At Monday's Conservative Party Conference in Albany, Senate Minority Leader Rob Ortt said he expects the immigration issue will impact Democrats' success in New York this year's elections.
Ortt blasted Hochul for blaming the crisis on Republicans while simultaneously calling for a group of asylum seekers who assaulted city police officers last week to be deported.
"If the governor wants them deported, there's things she can do to take action," Ortt said. "Until she does that, she owns this crisis. Her and Mayor Adams own this crisis. Her and Mayor Adams and President Biden own this crisis. And every single New Yorker and every American know it."
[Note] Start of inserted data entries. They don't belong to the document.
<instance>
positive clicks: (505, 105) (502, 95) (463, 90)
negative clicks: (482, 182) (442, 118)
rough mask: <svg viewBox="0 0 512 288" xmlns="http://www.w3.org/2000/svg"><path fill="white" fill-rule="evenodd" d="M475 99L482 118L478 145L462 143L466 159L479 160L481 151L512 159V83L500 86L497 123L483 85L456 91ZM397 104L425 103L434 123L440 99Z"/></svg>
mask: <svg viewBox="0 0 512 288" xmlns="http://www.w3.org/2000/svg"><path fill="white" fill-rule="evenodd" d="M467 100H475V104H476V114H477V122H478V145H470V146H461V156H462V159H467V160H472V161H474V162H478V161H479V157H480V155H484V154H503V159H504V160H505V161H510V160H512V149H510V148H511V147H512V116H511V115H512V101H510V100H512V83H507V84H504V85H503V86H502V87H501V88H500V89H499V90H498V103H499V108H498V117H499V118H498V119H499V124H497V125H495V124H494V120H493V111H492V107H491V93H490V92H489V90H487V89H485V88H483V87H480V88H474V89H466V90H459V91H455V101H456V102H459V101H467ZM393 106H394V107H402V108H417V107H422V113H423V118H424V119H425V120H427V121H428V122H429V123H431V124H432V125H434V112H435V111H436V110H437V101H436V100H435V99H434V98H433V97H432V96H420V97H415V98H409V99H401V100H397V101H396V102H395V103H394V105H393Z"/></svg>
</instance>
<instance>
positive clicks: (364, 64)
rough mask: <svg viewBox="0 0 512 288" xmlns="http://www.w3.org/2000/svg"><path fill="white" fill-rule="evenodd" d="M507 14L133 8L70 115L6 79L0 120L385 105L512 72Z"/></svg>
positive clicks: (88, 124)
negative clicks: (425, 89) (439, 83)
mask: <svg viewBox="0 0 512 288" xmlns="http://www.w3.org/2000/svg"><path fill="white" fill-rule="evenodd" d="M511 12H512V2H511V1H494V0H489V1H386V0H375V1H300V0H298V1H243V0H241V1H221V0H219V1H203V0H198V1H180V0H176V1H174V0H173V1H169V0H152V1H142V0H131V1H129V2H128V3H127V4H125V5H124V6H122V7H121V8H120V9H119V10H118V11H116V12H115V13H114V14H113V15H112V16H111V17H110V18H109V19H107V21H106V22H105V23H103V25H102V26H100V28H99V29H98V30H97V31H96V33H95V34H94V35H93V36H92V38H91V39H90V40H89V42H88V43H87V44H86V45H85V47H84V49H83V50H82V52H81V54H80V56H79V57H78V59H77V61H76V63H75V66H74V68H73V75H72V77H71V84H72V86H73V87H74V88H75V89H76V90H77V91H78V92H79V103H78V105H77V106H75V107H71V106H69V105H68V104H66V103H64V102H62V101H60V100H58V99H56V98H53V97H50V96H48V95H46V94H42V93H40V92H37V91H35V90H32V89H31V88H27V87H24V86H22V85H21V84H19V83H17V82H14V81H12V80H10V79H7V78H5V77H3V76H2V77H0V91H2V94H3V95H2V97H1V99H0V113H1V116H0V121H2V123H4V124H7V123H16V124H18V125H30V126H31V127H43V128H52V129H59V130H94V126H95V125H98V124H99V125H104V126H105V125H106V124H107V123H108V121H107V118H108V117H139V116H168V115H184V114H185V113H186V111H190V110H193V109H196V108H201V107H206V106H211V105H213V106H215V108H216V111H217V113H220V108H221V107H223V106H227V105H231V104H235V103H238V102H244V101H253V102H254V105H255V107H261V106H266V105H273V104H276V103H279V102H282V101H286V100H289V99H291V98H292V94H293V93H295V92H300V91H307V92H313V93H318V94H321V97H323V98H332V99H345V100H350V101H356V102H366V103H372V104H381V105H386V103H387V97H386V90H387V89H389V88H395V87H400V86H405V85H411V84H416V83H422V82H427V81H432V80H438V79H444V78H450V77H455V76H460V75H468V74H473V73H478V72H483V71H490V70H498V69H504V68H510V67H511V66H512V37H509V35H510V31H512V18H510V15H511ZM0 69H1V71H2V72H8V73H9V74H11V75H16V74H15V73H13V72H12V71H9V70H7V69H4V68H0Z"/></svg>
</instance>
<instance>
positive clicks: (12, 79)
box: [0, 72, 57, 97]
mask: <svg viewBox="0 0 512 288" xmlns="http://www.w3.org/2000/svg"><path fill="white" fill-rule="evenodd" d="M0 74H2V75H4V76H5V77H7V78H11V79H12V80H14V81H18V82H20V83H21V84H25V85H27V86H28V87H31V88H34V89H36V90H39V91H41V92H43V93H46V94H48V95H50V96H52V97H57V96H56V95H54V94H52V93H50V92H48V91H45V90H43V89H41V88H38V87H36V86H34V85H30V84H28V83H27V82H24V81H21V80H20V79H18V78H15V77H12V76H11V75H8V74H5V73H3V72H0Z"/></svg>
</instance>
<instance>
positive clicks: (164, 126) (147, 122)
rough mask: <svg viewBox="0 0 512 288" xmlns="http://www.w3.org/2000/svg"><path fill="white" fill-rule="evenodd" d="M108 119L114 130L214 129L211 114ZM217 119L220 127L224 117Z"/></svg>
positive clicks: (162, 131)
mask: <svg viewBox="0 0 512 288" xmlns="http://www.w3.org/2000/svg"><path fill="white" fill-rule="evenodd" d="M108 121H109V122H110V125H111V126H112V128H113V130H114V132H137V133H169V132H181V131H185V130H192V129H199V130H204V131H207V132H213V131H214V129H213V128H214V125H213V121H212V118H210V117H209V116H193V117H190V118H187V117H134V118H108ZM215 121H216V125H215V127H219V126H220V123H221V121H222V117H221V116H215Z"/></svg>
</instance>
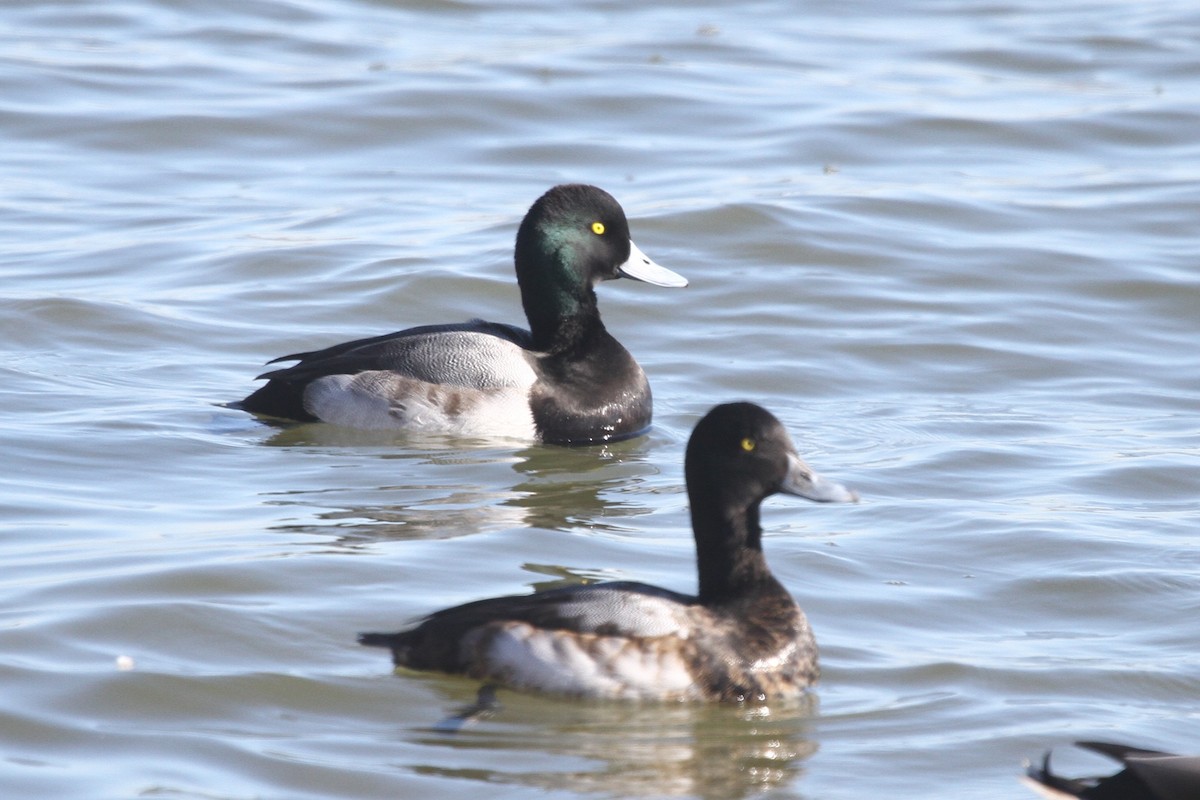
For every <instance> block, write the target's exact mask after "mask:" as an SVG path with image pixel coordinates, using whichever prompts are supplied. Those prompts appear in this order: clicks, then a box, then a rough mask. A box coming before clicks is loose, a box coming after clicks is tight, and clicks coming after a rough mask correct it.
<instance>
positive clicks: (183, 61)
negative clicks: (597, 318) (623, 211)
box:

But Solages said most of the more than 172,000 migrants who recently arrived in New York are peaceful and looking to work.
"We don't condone violence, I think, on anyone and especially on our police officers, and I think that they should feel the full brunt of the law," Solages said. "But the vast majority of those coming here are individuals that can uplift our city. We might have the next Einstein, we might have the next Beethoven that's sitting right now at Roosevelt Hotel. We should give them an opportunity to grow, an opportunity to grow the fabric and do what they want to do — they want to work. So we should find an opportunity for them to work."